Thanksgiving Day we drove straight from Salt Lake City Airport north 50 miles to the Bear River Migratory Bird Refuge. I was disappointed in the low numbers of waterfowl there. However, straight away we saw a Rough-legged Hawk flying and then perched in a dry field. I could hear Sandhill Cranes creaking and then saw a flock of about 40 or so circling overhead. In the areas with water there were many American Coots, a few American Wigeons, Gadwalls, Northern Shovelers, Pied-billed Grebes, Eared Grebes, and many Ring-billed Gulls. A few Bonaparte’s Gulls were also fishing in the river. Toward the end of the auto tour we came across a few Tundra Swans and some Canada Geese. A Ring-necked Pheasant shot across the road no doubt avoiding all the hunters. Just before leaving the refuge we spotted a Northern Shrike on a post. Back out on I-15 we saw a Ferruginous Hawk flying over a vacant field.
Next we stopped in at Farmington Bay WMA. What we really wanted to do was to visit Antelope Island on the Great Salt Lake but it is closed on Thanksgiving. There were a lot more birds at Farmington Bay including three more Rough-legged Hawks including one locked in a battle with a Northern Harrier, We also saw more Sandhill Cranes, another Belted Kingfisher, Mallard, and one Common Merganser. We were getting hungry so we abandoned plans to find some Bohemian Waxwings which have been having an irruption in Utah lately, and headed over to Fred Meyer to get groceries. Then it was time for the grueling drive down to Calf Creek Falls in Escalante. We did not arrive until 8:30 PM but were surprised to be the only campers there. We had a nice bottle of cabernet we had brought from California to go with our makeshift Thanksgiving Day feast next to a cozy fire before falling fast asleep.

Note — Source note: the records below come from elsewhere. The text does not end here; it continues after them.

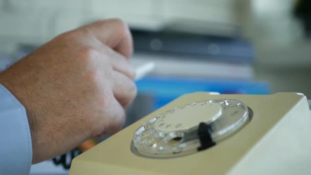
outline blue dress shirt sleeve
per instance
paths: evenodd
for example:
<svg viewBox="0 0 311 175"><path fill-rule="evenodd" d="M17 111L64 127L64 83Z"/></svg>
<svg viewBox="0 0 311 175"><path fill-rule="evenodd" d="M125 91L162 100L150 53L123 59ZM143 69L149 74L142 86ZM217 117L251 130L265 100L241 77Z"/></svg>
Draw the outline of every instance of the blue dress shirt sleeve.
<svg viewBox="0 0 311 175"><path fill-rule="evenodd" d="M25 108L0 84L0 174L28 174L32 161Z"/></svg>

I awoke to a muffled sound outside the tent and thought a deer was browsing. I unzipped the tent and pulled it back to find snow covering the ground. It was still snowing lightly when we got up and had breakfast.

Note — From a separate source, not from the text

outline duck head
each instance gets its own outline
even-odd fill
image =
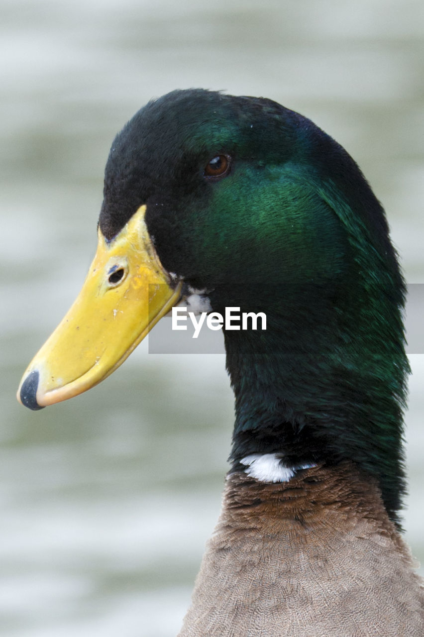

We drove from our campsite, where three Wild Turkeys were foraging, to the Burr Trail and then cut over onto Moody Canyon Road both of which were snow covered. At the cattle gate we came across a flock of 35 Black Rosy-finches, a bird I have never seen before. I got out to get some video but they flew away just as I turned on my camera and we were unable to relocate them so we continued on. Where the road entered the creek bed we parked and began walking into Moody Canyon. There were hundreds of Dark-eyed Juncos in the canyon but little else other than a Red-naped Sapsucker. The canyon began to narrow as it neared the Escalante River but we were running out of time and had to return to the car. Back out on the Burr Trail we watched the sun cast a red glow on the hills as the moon rose.

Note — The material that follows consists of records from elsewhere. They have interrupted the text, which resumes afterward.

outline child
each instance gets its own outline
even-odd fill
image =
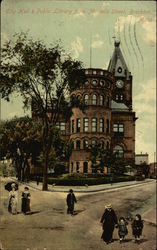
[[[118,235],[120,238],[120,243],[122,242],[122,240],[124,240],[125,236],[128,234],[127,225],[128,223],[124,219],[124,217],[120,217],[118,222]]]
[[[135,219],[132,223],[132,234],[135,237],[135,242],[139,243],[140,236],[142,235],[143,221],[141,220],[141,215],[136,214]]]

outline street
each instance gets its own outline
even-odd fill
[[[67,193],[41,192],[33,188],[30,188],[31,214],[23,215],[21,213],[23,184],[19,187],[19,213],[9,214],[8,191],[4,190],[4,179],[1,179],[0,187],[0,242],[4,250],[156,249],[156,226],[149,221],[144,223],[139,245],[133,242],[130,222],[126,241],[119,243],[115,229],[114,241],[109,245],[101,240],[100,224],[104,206],[108,203],[112,204],[118,217],[128,217],[137,212],[143,215],[152,207],[155,208],[155,181],[107,192],[75,193],[78,202],[75,205],[74,216],[66,213]]]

Saturday we drove from camp 16 miles down the Hole-in-the-Rock Road to Harris Wash. We parked and started down the wash. There were hundreds of Dark-eyed Juncos but also a few Spotted Towhees, Northern Flicker, Downy Woodpecker, Common Raven, American Goldfinches, Song Sparrow, and a few White-crowned Sparrows. A flock of Cedar Waxwings flew over and away. Near the gateway we came across two Great Horned Owls. We passed through the gateway and entered an enchanting canyon with 3000 foot high red walls lined with desert varnish. In the canyon wall I found a Northern Goshawk nest but it was vacant and we did not see it on this trip. We had to turn around just where the canyon was becoming most interesting. We left Hole-in-the-Rock Road and pulled into a scenic pull out on Highway 12 to watch the full moon rise over the Henry Mountains. That night I heard another Great Horned Owl hooting.
Sunday we packed up our things and drove Highway 12 to Capital Reef National Park. On the way we saw a Red-tailed Hawk and a Black-billed Magpie. We hiked up to Hickman Bridge and then to the Rim Overlook. The only birds here were some Mountain Chickadees and a few Juniper Titmouses. We did not have time to make it to Navajo Knobs as we had originally planned. Maybe next year. On the way back to Salt Lake City we saw two adult Bald Eagles in a tree in Fremont, UT. We didn’t see any rare birds like we did last year but I added a life bird, Black Rosy-finch, and the scenery and solitude were sublime.